Lehmer’s totient problem Euler’s totient function $\varphi$ is a function defined over $\mathbb{N}$ so that $\varphi(n)=|\{m\mid m<n\wedge (m,n)=1\}|$.
Now Lehmer’s totient problem asks whether $n$ is prime iff $\varphi(n)$ divides $n-1$. 
I am curious whether the question can be expressed as a question in ring language. More specifically, whether there is a firs order formula $\psi(x)$ in the ring language so that $\mathbb{Z}\models \psi(n)$ if and only if $\varphi(n)$ divides $n-1$. 

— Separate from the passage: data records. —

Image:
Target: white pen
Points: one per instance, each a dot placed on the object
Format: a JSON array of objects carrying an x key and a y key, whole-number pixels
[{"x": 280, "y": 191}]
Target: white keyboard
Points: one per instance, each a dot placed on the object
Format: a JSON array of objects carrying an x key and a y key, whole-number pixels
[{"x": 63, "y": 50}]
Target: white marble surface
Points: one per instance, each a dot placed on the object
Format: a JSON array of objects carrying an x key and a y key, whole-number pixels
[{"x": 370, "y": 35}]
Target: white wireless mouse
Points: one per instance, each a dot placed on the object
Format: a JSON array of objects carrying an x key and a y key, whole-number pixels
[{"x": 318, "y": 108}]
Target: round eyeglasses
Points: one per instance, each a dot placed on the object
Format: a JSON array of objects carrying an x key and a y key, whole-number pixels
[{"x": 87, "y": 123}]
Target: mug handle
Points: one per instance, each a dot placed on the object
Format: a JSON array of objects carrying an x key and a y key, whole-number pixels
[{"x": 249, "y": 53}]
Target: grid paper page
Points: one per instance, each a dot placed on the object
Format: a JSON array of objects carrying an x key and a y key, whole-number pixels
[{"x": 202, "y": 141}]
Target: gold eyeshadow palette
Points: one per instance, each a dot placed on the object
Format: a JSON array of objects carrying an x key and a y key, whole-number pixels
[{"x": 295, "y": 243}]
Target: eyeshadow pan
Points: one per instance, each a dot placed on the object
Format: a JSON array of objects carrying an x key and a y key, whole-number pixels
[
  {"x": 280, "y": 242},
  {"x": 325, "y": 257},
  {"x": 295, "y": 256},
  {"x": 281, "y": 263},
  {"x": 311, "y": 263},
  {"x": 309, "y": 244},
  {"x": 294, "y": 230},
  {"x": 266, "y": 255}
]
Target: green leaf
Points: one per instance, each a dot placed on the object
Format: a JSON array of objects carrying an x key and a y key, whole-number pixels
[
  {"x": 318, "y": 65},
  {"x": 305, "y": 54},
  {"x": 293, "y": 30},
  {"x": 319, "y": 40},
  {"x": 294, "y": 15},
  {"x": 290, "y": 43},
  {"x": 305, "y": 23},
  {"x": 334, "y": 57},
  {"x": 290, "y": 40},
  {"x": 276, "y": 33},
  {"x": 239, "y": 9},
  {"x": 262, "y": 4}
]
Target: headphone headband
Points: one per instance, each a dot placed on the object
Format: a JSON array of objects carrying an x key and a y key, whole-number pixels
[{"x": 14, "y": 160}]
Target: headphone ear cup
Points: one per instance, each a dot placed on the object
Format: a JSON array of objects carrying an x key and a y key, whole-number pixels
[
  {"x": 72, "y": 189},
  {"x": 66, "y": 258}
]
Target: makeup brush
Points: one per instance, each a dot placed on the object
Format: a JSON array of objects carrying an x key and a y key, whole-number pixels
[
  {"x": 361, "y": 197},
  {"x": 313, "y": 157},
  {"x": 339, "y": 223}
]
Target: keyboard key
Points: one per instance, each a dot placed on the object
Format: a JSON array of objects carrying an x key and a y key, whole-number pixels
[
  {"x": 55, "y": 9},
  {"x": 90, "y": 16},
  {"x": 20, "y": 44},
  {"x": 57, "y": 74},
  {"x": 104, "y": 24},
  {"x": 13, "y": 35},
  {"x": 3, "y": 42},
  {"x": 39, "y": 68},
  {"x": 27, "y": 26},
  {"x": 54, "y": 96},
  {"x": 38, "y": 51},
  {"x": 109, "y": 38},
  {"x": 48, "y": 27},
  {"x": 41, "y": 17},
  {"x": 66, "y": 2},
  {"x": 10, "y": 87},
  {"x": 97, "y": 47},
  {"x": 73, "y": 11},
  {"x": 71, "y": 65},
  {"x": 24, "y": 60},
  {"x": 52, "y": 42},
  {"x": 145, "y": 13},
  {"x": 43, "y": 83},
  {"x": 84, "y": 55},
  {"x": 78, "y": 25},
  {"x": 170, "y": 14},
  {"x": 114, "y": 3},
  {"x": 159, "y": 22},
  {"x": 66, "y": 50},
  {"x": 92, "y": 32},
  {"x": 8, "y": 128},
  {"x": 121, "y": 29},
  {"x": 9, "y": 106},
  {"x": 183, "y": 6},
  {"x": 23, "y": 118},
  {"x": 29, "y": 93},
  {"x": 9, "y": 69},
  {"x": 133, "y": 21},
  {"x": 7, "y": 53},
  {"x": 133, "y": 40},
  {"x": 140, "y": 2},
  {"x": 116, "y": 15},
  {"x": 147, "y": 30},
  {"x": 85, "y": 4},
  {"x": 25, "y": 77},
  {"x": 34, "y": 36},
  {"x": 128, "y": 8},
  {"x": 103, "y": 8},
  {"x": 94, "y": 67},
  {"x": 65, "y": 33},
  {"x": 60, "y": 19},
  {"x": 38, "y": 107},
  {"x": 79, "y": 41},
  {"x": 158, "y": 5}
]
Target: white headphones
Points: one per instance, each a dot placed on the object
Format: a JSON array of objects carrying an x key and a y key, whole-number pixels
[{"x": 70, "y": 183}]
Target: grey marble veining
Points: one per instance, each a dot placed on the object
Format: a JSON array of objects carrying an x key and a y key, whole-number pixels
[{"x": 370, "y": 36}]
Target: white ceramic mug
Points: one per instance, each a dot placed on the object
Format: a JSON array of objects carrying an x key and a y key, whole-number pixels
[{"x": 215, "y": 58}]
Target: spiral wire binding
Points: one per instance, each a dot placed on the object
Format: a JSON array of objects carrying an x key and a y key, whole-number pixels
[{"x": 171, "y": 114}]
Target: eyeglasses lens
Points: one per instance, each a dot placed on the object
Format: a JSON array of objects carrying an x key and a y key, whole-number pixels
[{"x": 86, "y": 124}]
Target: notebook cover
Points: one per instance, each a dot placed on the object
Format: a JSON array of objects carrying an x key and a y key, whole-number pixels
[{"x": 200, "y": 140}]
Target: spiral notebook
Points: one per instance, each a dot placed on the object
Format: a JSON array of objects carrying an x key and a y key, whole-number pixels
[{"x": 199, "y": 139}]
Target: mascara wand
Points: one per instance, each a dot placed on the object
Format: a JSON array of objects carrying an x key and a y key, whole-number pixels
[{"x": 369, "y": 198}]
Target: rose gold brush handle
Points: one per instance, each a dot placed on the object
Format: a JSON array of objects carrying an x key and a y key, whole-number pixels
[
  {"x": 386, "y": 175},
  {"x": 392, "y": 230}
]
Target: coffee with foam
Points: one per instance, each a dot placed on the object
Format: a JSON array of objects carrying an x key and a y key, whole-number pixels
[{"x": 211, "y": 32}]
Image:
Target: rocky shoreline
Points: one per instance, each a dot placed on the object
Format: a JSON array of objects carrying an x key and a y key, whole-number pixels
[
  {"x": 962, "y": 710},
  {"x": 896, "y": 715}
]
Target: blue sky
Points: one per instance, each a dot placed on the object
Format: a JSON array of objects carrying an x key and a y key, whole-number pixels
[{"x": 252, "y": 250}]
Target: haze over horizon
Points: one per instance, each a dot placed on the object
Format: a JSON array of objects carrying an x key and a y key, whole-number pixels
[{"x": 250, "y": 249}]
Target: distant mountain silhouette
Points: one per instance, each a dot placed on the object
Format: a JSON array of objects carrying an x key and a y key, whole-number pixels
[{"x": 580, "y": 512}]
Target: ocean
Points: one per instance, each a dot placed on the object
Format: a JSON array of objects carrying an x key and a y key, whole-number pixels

Remark As James pointed out, the question has a positive answer. But what I really want is an algebraic answer. Probably the question was not in a proper shape. How about this: 
Whether there is a first order formula $\psi(x,y)$ in  the ring language so that there is theory $A$ extending axioms of ring theory in a proper way (which is not necessary consistent with theory of $\mathbb{Z}$) so that 
(1).  $ A\vdash\forall x\exists y\psi(x,y)\wedge (\forall x \forall y(\psi(x,y)\rightarrow( y\mbox{ divides } x-1\leftrightarrow x\mbox{ is prime})) ) $;  and
(2). For all $m$ and $n$, $\mathbb{Z}\models \psi(n,m)$ if and only if $m=\varphi(n)$.
 A: Yes. Every computable relation on $\mathbb{Z}$ can be defined with a first-order formula in the language of rings. 
The idea is to "arithmetize" computation: encode Turing machines and their states as natural numbers in such a way that the basic operations like changing the state of the head, writing a bit, etc. are all given by arithemtic relations. This is the basis of Kleene's proof of Godel's incompleteness theorem (Godel's proof used the arithmetization of syntax, rather than computation). 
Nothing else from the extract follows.